Citons encore le vivant récit de la bataille de Medellin [28 mars 1809], sous le commandement du Maréchal VICTOR Duc de Bellune, où les Français firent face à des troupes espagnoles plus nombreuses, mais moins aguerries.

« Notre tactique devait donc se réduire à concentrer nos forces, dans le but d’épier une première faute, et de la mettre à profit. […] Toujours disposés à se flatter, les Espagnols ne doutaient pas un instant, qu’appréciant la position critique dans laquelle il s’était engagé, le général français ne cherchât son salut dans une fuite précipitée. En toute hâte, ils descendent des hauteurs de Don-Benito, craignant déjà de ne pouvoir nous attendre. Plus nous nous retirons, plus leur ardeur augmente ; en peu de temps, ils ont envahi la plaine, parcouru un grand espace, continuant à s’avancer, faisant de nouveau retenir l’air des cris de mort aux prisonniers. Mais l’illusion touche à son terme… À la voix du Maréchal, l’armée s’arrête, fait volte-face, les trompettes sonnent, les tambours battent la charge, on attaque sur tous les points, et sur tous les points, l’Espagnol lâche pied. Vers la gauche, le 63e appuyé de deux régiments de cavalerie, marche également à l’ennemi, qui fait sa décharge à bout portant. Le premier rang de nos compagnies est couché par terre, et ne se relève plus… Mais jamais premier avantage ne coûta plus cher, jamais témérité ne fut plus rudement expiée. L’ennemi n’a pas le temps de rechercher ses armes que déjà nous l’abordons et rien qu’à l’arme blanche… Fantassins, chasseurs et dragons, ne font qu’une masse, devant laquelle tout doit céder. À l’instant, même leur ligne est enfoncée, le ravage dans ses rangs, le pêle-mêle devient complet, ce n’est bientôt qu’un horrible carnage, une boucherie dont le souvenir seul fait frémir.

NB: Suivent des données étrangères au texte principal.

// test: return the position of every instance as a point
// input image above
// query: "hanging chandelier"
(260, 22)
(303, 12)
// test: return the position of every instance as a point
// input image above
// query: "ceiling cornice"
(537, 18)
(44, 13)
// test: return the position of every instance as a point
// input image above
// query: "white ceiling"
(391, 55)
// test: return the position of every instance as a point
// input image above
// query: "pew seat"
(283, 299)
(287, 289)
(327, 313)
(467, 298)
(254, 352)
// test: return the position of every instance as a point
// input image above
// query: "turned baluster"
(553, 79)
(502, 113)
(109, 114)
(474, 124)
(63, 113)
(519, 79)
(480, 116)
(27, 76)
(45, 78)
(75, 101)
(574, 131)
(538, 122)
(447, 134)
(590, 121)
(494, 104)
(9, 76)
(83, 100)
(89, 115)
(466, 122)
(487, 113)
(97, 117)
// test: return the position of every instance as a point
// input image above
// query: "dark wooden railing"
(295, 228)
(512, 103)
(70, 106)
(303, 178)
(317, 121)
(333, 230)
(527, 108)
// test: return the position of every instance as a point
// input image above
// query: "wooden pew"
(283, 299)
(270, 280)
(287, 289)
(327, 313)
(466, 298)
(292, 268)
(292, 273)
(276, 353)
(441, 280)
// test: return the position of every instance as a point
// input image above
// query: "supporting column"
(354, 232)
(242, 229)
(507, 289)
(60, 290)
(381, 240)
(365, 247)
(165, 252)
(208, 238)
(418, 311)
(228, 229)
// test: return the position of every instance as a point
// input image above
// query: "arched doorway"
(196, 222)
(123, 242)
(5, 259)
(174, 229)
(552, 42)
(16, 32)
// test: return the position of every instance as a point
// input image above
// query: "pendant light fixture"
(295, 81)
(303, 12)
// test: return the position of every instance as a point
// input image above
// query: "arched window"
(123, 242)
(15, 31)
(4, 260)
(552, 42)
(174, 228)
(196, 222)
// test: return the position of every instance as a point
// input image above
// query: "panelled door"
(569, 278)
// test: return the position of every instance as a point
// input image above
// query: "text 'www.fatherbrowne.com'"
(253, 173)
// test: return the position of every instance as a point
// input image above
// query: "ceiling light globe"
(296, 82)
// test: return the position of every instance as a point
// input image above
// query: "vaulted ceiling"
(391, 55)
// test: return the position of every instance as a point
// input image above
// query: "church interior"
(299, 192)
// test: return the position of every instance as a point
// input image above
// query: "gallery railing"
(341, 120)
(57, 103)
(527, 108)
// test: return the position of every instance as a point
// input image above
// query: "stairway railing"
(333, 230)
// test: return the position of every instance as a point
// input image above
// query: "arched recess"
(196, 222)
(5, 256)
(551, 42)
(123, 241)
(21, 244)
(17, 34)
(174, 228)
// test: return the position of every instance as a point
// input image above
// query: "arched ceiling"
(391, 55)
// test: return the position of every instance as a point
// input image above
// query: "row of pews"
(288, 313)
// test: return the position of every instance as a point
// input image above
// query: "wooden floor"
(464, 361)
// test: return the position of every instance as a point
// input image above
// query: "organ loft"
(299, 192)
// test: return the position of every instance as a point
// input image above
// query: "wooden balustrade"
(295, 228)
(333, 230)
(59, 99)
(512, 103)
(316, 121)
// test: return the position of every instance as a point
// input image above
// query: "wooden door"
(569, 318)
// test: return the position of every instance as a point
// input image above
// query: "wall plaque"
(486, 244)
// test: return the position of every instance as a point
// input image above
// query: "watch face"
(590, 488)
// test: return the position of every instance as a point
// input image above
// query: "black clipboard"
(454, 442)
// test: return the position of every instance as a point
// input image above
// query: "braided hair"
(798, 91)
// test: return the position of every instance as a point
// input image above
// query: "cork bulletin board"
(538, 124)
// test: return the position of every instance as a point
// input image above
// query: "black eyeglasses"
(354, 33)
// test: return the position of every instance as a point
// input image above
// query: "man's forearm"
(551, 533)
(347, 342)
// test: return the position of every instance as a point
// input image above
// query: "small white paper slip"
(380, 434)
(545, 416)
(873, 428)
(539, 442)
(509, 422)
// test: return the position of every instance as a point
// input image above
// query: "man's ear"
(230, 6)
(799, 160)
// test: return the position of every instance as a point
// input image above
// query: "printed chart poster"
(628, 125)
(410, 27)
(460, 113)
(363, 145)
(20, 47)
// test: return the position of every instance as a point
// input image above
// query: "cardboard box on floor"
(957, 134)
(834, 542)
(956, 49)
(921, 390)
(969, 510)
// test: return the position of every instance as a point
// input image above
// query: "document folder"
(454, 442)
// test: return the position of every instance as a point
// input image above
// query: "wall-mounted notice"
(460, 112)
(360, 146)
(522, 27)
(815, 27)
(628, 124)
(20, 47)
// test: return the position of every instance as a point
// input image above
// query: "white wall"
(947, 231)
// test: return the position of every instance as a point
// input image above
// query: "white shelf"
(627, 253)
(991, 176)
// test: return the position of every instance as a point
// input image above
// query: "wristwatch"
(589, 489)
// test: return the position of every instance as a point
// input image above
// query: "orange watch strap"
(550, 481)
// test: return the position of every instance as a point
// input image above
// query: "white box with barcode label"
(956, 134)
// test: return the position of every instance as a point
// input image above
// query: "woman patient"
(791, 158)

Qu’on se rappelle seulement nos sapeurs devançant les bataillons, maniant la hâche comme le Mamelouk son cimeterre, d’un seul coup abattant les têtes, et les faisant tomber à leurs pieds !... Et ce jeune officier, se jetant dans mes bras pour obtenir merci ! »… On ne fit aucun prisonnier, pendant le premier choc : « Sur 1200 baïonnettes du 63e, 300 furent tordues ! »…

─ Provenance
• Ancienne collection du Vicomte Edmond de BOISLECOMTE (1849-1923) avec sa signature sur la page de titre.

─ On joint
• un petit dossier de brouillons du Vicomte de Boislecomte d’une notice biographique sur Beauval pour la publication des « Treize mois de captivité ».